Dear Team,
Can aerospike support composite key like Apache Cassandra?
Thanks Sumit Thakur
Dear Team,
Can aerospike support composite key like Apache Cassandra?
Thanks Sumit Thakur
Not a key made out of two values in two separate columns - you have to concatenate the two into one string yourself and then use this composite string key as your key for the record.
For example: state:id as: “CA:351” , “CA:452”, “NY:455” … etc
Thanks, Piyush,
Can I make read query with " CA:* " to fetch all records started with key “CA:” like (“CA:351”, “CA:452”)?
I don’t think so unless you store the id as a bin separately in the record and then build a secondary index on id.

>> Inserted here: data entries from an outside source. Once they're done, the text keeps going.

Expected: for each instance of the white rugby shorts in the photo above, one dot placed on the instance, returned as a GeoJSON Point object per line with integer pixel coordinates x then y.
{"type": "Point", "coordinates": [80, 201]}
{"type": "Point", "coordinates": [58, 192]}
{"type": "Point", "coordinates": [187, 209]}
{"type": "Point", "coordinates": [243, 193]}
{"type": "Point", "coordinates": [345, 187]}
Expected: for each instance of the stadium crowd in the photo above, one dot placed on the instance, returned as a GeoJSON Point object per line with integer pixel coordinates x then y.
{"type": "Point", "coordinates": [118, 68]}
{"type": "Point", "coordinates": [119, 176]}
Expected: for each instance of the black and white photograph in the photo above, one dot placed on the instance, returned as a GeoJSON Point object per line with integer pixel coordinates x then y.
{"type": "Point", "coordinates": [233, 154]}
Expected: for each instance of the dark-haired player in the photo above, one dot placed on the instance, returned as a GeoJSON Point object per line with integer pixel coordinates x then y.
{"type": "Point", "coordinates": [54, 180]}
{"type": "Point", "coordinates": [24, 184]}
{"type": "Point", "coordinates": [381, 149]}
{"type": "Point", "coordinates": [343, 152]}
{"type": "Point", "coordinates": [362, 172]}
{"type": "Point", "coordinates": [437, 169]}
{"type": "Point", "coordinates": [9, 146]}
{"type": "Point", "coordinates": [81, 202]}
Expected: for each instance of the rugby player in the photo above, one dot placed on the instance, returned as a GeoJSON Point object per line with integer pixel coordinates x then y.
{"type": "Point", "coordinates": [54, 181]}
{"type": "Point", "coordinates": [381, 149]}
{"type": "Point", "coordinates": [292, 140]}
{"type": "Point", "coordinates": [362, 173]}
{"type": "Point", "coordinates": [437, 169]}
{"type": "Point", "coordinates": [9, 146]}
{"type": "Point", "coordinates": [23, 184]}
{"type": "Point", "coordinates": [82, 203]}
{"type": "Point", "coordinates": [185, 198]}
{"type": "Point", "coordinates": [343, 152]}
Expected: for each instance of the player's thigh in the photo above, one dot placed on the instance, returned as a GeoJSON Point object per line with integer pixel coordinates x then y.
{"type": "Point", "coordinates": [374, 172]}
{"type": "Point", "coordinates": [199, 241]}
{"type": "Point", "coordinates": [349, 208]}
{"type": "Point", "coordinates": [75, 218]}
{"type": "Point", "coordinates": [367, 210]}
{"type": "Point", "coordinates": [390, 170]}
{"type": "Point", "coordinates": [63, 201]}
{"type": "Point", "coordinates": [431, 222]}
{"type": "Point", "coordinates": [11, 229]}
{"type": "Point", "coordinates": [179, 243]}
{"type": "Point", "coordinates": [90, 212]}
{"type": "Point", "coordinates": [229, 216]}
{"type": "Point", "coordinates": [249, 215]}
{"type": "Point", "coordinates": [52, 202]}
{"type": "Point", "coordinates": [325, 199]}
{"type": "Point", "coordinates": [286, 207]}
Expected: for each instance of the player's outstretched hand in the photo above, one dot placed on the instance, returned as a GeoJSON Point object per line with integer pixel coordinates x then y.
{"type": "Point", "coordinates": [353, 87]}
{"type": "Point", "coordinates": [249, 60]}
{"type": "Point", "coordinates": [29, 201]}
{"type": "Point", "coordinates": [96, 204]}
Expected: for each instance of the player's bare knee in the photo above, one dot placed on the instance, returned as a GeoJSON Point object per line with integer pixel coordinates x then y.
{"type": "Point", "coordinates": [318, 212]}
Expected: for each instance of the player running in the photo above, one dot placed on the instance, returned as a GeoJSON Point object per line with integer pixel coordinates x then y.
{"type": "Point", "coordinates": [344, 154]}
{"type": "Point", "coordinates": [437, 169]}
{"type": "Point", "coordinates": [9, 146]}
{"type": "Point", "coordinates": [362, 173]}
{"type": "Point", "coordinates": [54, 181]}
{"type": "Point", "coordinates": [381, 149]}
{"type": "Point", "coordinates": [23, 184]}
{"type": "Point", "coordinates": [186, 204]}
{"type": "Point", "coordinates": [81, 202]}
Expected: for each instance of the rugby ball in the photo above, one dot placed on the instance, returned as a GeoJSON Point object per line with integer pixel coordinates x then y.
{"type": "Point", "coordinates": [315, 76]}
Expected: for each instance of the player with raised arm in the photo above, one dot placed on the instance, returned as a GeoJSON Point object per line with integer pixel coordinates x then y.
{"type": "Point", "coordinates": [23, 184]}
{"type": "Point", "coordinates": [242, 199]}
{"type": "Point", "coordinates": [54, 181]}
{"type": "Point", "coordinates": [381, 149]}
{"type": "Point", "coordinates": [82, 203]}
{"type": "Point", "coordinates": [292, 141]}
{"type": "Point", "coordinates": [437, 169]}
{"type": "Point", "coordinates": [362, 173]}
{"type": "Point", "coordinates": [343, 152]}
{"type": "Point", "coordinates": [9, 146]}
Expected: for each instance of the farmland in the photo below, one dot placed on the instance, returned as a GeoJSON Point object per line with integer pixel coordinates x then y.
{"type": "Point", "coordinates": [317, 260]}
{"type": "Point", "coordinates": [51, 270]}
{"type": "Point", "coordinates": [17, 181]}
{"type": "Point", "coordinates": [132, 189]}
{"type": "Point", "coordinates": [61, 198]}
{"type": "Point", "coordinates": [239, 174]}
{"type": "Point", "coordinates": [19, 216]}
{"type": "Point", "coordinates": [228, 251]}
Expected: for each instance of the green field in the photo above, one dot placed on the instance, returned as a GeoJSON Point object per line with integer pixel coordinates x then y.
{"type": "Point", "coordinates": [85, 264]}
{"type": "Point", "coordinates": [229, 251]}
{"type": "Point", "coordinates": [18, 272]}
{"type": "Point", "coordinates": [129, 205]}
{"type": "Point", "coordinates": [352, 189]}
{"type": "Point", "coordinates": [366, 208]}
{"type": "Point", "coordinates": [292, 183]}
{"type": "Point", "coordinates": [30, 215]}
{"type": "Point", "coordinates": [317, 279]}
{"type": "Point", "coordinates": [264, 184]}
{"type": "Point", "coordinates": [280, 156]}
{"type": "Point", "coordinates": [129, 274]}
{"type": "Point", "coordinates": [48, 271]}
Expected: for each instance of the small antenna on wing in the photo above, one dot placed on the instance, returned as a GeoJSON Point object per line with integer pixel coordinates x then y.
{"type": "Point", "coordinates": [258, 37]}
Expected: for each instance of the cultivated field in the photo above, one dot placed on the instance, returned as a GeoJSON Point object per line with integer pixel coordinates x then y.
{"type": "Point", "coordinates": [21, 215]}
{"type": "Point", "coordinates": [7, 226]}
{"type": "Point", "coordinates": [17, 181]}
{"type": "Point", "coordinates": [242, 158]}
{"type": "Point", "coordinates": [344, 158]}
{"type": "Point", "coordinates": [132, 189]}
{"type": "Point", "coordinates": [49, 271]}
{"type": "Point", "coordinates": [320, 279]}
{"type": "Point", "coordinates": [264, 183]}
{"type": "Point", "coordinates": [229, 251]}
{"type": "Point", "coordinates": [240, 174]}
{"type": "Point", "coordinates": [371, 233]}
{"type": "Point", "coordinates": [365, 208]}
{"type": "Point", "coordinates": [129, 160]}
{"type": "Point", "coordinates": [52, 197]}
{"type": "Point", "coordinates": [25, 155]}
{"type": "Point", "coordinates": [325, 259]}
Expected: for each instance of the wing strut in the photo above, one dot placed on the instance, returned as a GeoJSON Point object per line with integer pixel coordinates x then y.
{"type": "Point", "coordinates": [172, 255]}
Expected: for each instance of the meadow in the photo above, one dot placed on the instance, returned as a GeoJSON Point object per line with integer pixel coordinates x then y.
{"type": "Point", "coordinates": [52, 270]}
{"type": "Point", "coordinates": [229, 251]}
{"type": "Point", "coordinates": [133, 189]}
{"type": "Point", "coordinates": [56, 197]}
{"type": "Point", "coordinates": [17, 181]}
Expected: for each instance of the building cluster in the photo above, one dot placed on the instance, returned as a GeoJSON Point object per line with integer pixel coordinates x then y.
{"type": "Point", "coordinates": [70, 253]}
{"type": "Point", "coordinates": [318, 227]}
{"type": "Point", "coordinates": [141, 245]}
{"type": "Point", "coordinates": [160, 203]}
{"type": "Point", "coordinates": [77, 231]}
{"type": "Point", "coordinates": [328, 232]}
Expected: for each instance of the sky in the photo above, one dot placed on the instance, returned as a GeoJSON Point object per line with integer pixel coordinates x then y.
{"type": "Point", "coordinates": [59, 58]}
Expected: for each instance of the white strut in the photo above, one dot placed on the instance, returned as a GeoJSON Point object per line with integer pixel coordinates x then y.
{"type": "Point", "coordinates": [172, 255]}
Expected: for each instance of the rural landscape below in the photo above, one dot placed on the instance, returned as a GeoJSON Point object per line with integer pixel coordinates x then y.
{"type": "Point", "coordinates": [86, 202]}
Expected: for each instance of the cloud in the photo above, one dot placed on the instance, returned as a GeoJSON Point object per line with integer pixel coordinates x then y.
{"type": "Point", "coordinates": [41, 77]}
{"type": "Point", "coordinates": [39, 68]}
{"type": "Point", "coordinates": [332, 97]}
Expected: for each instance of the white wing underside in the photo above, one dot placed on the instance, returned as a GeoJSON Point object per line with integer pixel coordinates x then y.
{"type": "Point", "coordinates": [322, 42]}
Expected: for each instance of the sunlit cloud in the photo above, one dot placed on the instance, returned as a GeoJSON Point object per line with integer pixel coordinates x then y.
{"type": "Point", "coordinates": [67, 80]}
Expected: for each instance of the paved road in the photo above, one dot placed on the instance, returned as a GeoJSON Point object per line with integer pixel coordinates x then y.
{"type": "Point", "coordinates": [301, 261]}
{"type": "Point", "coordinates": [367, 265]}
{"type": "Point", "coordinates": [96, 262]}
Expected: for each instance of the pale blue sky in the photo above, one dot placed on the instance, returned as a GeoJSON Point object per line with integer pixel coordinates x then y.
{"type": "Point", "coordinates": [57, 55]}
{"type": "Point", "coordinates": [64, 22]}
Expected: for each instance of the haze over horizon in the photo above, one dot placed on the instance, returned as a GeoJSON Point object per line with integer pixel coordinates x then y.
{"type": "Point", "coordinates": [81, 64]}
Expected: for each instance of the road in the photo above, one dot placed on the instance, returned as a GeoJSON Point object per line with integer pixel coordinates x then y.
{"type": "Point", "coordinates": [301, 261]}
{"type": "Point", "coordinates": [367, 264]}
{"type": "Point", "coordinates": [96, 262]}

| Key | id | ..... | CA:452| 452 | ....
Thanks, Piyush for the reply.
This won’t do anything. For example if I wanted to select a ticker (a given security) for the most 14 recent entries with Spark and Scala, I would need to do:
val dfShort = dfBatchRead.filter(col(“ticker”) === ticker).sort(col(“timeissued”).desc).limit(14)
So I will need a composite index with ticker + timeissued which concatenation won’t help.

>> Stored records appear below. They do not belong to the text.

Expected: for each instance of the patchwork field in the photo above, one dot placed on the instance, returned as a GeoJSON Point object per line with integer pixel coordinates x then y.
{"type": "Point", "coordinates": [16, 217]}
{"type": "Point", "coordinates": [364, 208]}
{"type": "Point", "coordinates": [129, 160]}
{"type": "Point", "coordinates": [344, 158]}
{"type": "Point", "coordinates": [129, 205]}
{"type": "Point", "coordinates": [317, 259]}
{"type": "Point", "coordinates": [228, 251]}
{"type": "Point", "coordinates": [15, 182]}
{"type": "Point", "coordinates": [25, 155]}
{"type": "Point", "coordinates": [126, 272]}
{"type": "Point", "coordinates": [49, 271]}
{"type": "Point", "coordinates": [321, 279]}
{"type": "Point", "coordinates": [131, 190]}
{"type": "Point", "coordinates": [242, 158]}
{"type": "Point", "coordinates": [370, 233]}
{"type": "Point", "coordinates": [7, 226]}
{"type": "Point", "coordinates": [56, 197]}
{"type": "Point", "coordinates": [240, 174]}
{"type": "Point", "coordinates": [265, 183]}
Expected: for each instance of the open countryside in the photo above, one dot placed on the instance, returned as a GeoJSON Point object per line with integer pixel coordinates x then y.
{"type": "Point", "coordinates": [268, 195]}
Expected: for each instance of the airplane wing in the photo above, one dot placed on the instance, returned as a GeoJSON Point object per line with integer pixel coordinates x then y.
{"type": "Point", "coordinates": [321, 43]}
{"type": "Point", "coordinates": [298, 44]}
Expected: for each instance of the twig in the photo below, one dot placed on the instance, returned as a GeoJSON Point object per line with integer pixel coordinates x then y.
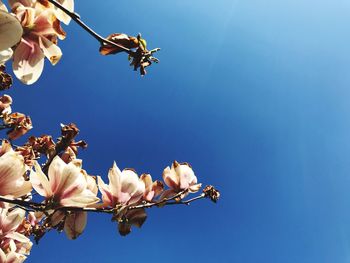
{"type": "Point", "coordinates": [42, 207]}
{"type": "Point", "coordinates": [98, 37]}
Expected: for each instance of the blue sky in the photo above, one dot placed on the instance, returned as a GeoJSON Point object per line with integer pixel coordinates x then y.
{"type": "Point", "coordinates": [254, 94]}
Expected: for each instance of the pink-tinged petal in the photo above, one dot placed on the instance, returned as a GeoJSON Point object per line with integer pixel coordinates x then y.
{"type": "Point", "coordinates": [91, 184]}
{"type": "Point", "coordinates": [22, 188]}
{"type": "Point", "coordinates": [12, 170]}
{"type": "Point", "coordinates": [107, 196]}
{"type": "Point", "coordinates": [43, 23]}
{"type": "Point", "coordinates": [14, 257]}
{"type": "Point", "coordinates": [195, 188]}
{"type": "Point", "coordinates": [157, 187]}
{"type": "Point", "coordinates": [186, 175]}
{"type": "Point", "coordinates": [26, 3]}
{"type": "Point", "coordinates": [147, 179]}
{"type": "Point", "coordinates": [18, 237]}
{"type": "Point", "coordinates": [2, 256]}
{"type": "Point", "coordinates": [57, 217]}
{"type": "Point", "coordinates": [5, 146]}
{"type": "Point", "coordinates": [69, 5]}
{"type": "Point", "coordinates": [170, 178]}
{"type": "Point", "coordinates": [114, 176]}
{"type": "Point", "coordinates": [137, 195]}
{"type": "Point", "coordinates": [10, 30]}
{"type": "Point", "coordinates": [40, 182]}
{"type": "Point", "coordinates": [28, 62]}
{"type": "Point", "coordinates": [3, 7]}
{"type": "Point", "coordinates": [51, 51]}
{"type": "Point", "coordinates": [55, 172]}
{"type": "Point", "coordinates": [13, 220]}
{"type": "Point", "coordinates": [170, 193]}
{"type": "Point", "coordinates": [5, 55]}
{"type": "Point", "coordinates": [83, 199]}
{"type": "Point", "coordinates": [72, 182]}
{"type": "Point", "coordinates": [129, 181]}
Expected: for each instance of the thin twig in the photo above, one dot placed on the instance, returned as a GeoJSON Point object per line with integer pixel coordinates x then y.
{"type": "Point", "coordinates": [98, 37]}
{"type": "Point", "coordinates": [42, 207]}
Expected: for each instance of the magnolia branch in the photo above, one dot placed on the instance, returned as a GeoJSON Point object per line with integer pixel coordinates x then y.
{"type": "Point", "coordinates": [42, 207]}
{"type": "Point", "coordinates": [78, 20]}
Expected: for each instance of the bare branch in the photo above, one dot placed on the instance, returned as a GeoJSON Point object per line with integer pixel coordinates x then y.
{"type": "Point", "coordinates": [98, 37]}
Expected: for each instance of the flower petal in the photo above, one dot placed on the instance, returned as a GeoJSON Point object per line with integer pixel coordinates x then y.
{"type": "Point", "coordinates": [51, 51]}
{"type": "Point", "coordinates": [10, 30]}
{"type": "Point", "coordinates": [114, 176]}
{"type": "Point", "coordinates": [55, 171]}
{"type": "Point", "coordinates": [40, 182]}
{"type": "Point", "coordinates": [28, 61]}
{"type": "Point", "coordinates": [5, 55]}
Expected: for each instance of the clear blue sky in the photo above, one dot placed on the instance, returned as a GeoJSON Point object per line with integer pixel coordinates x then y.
{"type": "Point", "coordinates": [254, 94]}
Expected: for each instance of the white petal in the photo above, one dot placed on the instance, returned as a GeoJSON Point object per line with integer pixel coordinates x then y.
{"type": "Point", "coordinates": [55, 173]}
{"type": "Point", "coordinates": [51, 51]}
{"type": "Point", "coordinates": [129, 182]}
{"type": "Point", "coordinates": [69, 5]}
{"type": "Point", "coordinates": [114, 176]}
{"type": "Point", "coordinates": [40, 181]}
{"type": "Point", "coordinates": [28, 62]}
{"type": "Point", "coordinates": [10, 30]}
{"type": "Point", "coordinates": [5, 55]}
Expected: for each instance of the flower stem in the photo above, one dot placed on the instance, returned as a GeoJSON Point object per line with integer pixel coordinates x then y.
{"type": "Point", "coordinates": [98, 37]}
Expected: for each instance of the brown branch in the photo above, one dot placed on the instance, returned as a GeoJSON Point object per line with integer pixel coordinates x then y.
{"type": "Point", "coordinates": [98, 37]}
{"type": "Point", "coordinates": [41, 207]}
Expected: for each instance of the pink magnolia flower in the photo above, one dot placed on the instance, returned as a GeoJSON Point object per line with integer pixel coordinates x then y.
{"type": "Point", "coordinates": [62, 16]}
{"type": "Point", "coordinates": [66, 184]}
{"type": "Point", "coordinates": [13, 245]}
{"type": "Point", "coordinates": [75, 224]}
{"type": "Point", "coordinates": [12, 170]}
{"type": "Point", "coordinates": [124, 188]}
{"type": "Point", "coordinates": [152, 189]}
{"type": "Point", "coordinates": [10, 32]}
{"type": "Point", "coordinates": [41, 30]}
{"type": "Point", "coordinates": [178, 178]}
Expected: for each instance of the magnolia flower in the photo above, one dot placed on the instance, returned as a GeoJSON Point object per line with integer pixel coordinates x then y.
{"type": "Point", "coordinates": [11, 32]}
{"type": "Point", "coordinates": [124, 188]}
{"type": "Point", "coordinates": [41, 30]}
{"type": "Point", "coordinates": [179, 177]}
{"type": "Point", "coordinates": [66, 184]}
{"type": "Point", "coordinates": [12, 170]}
{"type": "Point", "coordinates": [152, 189]}
{"type": "Point", "coordinates": [13, 245]}
{"type": "Point", "coordinates": [135, 217]}
{"type": "Point", "coordinates": [62, 16]}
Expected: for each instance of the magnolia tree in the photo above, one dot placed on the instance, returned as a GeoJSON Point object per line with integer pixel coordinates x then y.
{"type": "Point", "coordinates": [29, 33]}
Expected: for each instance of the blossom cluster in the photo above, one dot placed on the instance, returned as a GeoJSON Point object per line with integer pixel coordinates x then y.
{"type": "Point", "coordinates": [30, 31]}
{"type": "Point", "coordinates": [43, 185]}
{"type": "Point", "coordinates": [68, 193]}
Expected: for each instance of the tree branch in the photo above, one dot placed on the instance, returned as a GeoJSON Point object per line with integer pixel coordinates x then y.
{"type": "Point", "coordinates": [98, 37]}
{"type": "Point", "coordinates": [42, 207]}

aql> create index tickerTimeissuedS on trading.MARKETDATAAEROSPIKEBATCH (ticker:timeissued) STRING Error: (4) Bin Name too long
or may be you mean create an additional bin for composite index?
There is nothing like “composite index” in Aerospike. You have the primary index of a record and your key of the record. I was talking about making your key as a composite string to split large records into a number of smaller ones. The problem you pose is quite different.

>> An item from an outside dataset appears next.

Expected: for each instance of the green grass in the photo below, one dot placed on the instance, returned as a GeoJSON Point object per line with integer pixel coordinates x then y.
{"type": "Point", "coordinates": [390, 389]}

My mere concern is whether aerospike can return data back to Spark streaming for a given security and 14 most recent entries as per logic below
val dfShort = dfBatchRead.filter(col("ticker") === ticker).sort(col("timeissued").desc).limit(14).cache
dfBatchRead is the DataFrame (in Spark) created on Aerospike set as below:
val dfBatchRead = sqlContext.read. format(“com.aerospike.spark.sql”). option(“aerospike.set”, dbSetRead). load
For Aerospike I have created two secondary indexes on ticker and timeissued respectively. As long as Aerospike can take advantages of those two indexes to return data to Spark, then the rest is fine and Spark will take care of it.
The ordering and sorting will be done in Spark in memory as shown below:
InMemoryTableScan number of output rows: 14scan time total (min, med, max): 0 ms (0 ms, 0 ms, 0 ms
The logical plan shows that:
== Parsed Logical Plan == 'Project [avg('price) AS avg(price)#176267, stddev_samp('price) AS stddev_samp(price)#176276] ± AnalysisBarrier ± GlobalLimit 14 ± LocalLimit 14 ± Sort [timeissued#7 DESC NULLS LAST], true ± Filter (ticker#8 = MKS) ± Relation[__key#0,__digest#1,__expiry#2,__generation#3,__ttl#4,price#5,rowkey#6,timeissued#7,ticker#8] com.aerospike.spark.sql.AerospikeRelation@6252094d
There don’t seem to be an issue in retrieving the data from aerospike. Spark will do the sorting itself in memory. My point was how I can see if these two indexes are used. But again that is a moot point.
Thanks
I am not a spark expert, so can’t comment on your spark execution. However, Aerospike cannot return results from two secondary index queries simultaneously. You can build and keep up to 256 secondary indexes but you can reduce the full record-set to a subset (result-set) by employing only one secondary index at a time. However, you do have versatile predicate filters that you can then apply to the secondary index query generated result-set to further reduce the result-set to matching criteria. Look at the predicate filtering page here.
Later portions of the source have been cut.